From the Research
There is no established direct relationship between testosterone levels and malignant hyperthermia, and testosterone therapy can be administered safely in patients with a history of malignant hyperthermia or family history of this condition, as it does not act as a trigger for malignant hyperthermia episodes. Malignant hyperthermia is a rare, life-threatening genetic disorder triggered primarily by certain anesthetic agents, such as halogenated anesthetics or succinylcholine, and not by testosterone levels 1. The genetic predisposition to malignant hyperthermia involves mutations in the ryanodine receptor gene (RYR1) or less commonly the CACNA1S gene, which regulate calcium release in skeletal muscle. These mutations cause abnormal calcium regulation when exposed to triggering agents, leading to hypermetabolism, muscle rigidity, and hyperthermia. Testosterone, which affects the endocrine system primarily through androgen receptors, works through different physiological pathways and does not interact with the calcium channel mechanisms involved in malignant hyperthermia.
Some studies have investigated the use of dantrolene, a therapeutic agent for malignant hyperthermia, in various conditions, including catecholaminergic polymorphic ventricular tachycardia 2 and heart failure 3. However, these studies do not provide evidence for a direct relationship between testosterone levels and malignant hyperthermia.

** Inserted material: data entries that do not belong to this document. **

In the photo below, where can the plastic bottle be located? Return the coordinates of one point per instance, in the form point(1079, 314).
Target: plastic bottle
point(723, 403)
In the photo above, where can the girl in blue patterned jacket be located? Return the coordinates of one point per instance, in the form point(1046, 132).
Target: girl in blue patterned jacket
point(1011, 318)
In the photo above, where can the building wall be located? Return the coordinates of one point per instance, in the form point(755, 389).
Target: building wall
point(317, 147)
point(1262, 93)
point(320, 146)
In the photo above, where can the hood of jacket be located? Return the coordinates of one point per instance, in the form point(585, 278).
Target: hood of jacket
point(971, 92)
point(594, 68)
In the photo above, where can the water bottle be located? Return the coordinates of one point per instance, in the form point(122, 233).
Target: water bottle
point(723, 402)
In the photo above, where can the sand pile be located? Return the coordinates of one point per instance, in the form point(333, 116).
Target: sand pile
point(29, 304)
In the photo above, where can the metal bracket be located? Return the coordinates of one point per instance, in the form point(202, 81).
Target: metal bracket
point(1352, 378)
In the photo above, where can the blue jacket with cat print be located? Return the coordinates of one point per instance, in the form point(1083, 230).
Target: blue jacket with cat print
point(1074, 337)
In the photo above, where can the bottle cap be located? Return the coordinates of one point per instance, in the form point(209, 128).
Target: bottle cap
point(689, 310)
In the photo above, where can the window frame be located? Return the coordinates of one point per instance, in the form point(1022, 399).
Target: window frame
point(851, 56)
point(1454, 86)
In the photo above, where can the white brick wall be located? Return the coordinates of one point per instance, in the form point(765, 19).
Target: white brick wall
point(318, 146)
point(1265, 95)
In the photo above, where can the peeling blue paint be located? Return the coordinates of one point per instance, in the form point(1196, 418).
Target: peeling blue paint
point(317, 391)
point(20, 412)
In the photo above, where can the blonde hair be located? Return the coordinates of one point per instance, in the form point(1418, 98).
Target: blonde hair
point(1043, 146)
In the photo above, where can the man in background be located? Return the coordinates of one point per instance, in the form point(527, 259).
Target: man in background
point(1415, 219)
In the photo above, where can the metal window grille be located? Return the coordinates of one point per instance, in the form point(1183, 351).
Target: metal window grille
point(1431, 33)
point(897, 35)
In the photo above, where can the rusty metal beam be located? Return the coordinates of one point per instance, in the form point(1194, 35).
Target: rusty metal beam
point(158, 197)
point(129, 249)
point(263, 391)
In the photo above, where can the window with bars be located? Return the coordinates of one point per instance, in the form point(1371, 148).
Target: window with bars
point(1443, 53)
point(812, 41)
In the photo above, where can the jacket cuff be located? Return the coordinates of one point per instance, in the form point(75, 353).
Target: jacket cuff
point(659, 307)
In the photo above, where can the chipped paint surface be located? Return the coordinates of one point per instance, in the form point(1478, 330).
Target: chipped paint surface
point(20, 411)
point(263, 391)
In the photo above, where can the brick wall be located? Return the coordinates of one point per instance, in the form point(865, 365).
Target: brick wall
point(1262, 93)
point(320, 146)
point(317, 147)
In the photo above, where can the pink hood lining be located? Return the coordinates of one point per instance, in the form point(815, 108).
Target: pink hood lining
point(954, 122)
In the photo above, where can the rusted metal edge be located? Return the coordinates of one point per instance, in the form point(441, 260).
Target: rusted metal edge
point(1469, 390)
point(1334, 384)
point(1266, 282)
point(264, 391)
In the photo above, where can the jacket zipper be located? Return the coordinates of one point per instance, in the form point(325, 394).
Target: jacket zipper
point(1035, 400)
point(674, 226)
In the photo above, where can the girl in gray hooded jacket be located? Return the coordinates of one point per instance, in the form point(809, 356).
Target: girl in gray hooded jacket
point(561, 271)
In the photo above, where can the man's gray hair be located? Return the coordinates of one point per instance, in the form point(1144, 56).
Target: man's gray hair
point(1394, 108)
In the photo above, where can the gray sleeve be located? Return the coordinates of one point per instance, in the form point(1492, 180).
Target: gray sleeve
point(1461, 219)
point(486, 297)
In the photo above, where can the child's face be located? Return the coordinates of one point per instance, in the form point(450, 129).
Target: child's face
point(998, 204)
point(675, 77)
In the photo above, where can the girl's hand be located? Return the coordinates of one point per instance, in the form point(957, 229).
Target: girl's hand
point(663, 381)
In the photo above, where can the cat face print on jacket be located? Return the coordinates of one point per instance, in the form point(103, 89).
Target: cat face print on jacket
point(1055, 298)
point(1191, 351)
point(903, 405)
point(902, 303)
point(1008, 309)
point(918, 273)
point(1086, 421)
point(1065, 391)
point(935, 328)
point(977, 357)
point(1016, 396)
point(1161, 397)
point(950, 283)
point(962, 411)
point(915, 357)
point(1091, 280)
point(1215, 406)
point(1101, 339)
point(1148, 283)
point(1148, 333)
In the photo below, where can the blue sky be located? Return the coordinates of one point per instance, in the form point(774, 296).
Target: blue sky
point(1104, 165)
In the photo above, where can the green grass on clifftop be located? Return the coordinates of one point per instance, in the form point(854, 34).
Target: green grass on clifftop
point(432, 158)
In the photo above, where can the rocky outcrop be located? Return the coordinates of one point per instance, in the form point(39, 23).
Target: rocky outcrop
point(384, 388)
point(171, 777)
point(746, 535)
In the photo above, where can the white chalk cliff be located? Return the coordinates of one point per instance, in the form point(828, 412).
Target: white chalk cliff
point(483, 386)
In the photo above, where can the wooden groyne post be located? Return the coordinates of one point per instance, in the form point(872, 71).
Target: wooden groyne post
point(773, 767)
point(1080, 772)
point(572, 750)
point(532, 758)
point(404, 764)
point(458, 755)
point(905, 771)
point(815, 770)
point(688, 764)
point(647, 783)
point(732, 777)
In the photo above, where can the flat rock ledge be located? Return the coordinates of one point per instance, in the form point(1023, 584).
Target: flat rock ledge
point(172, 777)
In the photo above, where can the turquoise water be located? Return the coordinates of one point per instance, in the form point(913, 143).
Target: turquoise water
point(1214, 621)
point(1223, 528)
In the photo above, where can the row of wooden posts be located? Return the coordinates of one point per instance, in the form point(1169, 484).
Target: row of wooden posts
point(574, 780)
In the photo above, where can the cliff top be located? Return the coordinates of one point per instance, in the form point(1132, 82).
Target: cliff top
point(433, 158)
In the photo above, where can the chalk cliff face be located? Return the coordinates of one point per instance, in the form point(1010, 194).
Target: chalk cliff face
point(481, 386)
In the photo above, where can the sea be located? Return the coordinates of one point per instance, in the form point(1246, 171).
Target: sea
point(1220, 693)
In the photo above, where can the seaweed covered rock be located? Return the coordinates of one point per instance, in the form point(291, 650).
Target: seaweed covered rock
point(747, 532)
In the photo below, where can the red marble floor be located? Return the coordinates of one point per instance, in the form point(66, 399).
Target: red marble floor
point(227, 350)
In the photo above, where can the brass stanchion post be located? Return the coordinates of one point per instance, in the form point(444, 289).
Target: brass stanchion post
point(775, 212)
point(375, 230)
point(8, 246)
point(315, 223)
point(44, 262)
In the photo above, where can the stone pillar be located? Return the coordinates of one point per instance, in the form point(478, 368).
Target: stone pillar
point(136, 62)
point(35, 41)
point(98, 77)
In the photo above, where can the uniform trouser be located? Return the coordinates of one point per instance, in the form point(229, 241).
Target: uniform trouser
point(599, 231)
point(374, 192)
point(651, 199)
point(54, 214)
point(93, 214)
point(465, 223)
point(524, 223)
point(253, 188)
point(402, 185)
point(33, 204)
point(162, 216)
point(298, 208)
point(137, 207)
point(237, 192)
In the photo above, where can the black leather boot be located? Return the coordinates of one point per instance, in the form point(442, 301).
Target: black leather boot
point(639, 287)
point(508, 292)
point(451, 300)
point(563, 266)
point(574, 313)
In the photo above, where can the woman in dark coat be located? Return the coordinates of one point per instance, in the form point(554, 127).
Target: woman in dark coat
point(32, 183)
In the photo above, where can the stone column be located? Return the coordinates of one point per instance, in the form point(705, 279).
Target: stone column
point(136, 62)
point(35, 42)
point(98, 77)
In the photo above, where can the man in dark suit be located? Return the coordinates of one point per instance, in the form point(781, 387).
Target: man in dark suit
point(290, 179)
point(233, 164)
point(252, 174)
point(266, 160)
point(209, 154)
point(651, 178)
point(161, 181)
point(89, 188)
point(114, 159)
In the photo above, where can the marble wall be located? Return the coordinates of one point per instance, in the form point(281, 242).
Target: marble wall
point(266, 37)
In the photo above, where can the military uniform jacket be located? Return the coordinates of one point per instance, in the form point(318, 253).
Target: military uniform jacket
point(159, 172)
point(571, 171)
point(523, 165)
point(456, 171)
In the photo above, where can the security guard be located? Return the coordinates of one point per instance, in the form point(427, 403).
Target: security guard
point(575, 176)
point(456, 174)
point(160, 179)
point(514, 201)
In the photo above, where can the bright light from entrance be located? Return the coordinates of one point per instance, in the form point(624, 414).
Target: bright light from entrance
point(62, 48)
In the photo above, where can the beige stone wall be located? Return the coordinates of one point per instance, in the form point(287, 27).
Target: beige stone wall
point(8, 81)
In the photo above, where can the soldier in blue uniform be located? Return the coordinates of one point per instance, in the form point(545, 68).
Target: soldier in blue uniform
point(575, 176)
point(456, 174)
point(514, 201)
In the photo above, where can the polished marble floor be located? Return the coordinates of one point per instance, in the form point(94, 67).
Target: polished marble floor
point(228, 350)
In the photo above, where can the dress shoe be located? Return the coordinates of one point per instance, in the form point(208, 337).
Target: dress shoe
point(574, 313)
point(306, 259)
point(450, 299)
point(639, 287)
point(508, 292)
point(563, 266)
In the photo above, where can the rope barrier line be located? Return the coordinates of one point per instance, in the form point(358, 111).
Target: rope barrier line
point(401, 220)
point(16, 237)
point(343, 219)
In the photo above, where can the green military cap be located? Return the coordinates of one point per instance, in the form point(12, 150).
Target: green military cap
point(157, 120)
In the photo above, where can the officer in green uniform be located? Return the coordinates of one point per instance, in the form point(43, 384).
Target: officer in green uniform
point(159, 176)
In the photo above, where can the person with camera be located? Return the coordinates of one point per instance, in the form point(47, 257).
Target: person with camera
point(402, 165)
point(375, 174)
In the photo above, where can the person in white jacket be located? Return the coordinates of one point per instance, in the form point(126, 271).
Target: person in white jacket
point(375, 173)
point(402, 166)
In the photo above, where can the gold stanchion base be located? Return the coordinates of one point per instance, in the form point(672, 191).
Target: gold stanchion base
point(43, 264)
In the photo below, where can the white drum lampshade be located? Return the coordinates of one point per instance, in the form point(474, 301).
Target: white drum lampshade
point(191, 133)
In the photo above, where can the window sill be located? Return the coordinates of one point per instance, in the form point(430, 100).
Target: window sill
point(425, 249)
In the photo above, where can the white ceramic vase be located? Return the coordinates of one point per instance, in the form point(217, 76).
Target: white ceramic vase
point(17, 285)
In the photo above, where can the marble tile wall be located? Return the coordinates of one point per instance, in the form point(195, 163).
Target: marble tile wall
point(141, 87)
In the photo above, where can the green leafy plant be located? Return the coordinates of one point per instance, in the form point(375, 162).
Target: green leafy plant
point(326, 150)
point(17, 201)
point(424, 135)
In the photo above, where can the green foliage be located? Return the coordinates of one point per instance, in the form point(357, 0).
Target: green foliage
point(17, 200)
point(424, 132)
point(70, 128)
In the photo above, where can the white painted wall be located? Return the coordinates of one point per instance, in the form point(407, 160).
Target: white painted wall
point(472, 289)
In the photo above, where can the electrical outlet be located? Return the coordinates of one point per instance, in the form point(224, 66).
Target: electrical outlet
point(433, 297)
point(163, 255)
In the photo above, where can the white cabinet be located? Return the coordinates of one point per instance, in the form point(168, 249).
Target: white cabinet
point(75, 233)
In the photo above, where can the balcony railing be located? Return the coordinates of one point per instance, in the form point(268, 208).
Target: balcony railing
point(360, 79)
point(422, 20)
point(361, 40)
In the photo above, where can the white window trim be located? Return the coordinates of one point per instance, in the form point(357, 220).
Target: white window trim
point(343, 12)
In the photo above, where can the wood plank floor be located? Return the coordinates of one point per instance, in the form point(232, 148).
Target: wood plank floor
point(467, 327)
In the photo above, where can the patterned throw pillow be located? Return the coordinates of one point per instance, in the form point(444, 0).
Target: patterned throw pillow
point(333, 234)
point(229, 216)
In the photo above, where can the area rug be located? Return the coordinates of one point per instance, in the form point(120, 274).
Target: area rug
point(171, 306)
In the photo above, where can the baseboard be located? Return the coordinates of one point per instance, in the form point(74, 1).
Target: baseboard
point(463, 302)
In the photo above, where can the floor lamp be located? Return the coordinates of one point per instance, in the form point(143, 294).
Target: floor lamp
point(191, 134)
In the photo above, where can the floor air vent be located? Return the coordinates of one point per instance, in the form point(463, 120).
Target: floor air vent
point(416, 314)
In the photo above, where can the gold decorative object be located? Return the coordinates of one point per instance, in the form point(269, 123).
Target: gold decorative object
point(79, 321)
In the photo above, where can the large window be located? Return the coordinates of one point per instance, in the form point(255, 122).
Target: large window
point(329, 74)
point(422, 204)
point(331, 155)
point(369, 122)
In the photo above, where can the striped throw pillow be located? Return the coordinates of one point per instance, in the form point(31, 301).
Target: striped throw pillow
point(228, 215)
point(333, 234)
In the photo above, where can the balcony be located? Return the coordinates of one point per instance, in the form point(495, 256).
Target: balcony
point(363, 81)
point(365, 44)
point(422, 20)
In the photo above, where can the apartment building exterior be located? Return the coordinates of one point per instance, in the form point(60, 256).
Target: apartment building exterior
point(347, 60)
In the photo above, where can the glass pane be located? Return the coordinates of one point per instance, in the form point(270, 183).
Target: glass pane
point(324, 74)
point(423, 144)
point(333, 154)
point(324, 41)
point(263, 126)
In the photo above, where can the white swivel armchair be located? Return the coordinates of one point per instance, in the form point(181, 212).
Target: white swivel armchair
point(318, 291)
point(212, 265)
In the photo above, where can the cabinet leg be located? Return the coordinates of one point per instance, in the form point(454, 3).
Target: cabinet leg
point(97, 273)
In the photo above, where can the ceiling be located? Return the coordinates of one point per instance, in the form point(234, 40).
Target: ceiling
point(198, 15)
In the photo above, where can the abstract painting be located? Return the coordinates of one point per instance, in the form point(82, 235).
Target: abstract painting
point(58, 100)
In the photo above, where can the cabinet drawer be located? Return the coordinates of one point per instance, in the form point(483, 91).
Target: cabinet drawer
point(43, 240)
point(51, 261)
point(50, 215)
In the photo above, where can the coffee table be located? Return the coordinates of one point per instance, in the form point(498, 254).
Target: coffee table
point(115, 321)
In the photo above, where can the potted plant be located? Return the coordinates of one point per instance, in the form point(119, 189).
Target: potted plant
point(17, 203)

In terms of testosterone replacement therapy, it is used to improve symptoms and signs of testosterone deficiency, including decreased libido, erectile dysfunction, and loss of muscle and bone mass 4. While there are benefits to testosterone replacement therapy, there are also potential risks, and clinicians must consider the unique characteristics of each patient and make the necessary adjustments in the management of late-onset hypogonadism to provide the safest and most beneficial results.
Patients with malignant hyperthermia should always inform all healthcare providers about their condition, carry medical alert identification, and ensure proper anesthetic protocols are followed during surgical procedures, but testosterone therapy itself does not require special precautions related to malignant hyperthermia. The most recent and highest quality study on the topic of malignant hyperthermia and its treatment is from 2025, which reports a successful management of malignant hyperthermia without dantrolene 5. However, this study does not provide evidence for a direct relationship between testosterone levels and malignant hyperthermia.
In summary, testosterone therapy can be administered safely in patients with a history of malignant hyperthermia or family history of this condition, without requiring special precautions related to malignant hyperthermia, as the genetic predisposition to malignant hyperthermia involves mutations in the ryanodine receptor gene or less commonly the CACNA1S gene, and testosterone works through different physiological pathways that do not interact with the calcium channel mechanisms involved in malignant hyperthermia.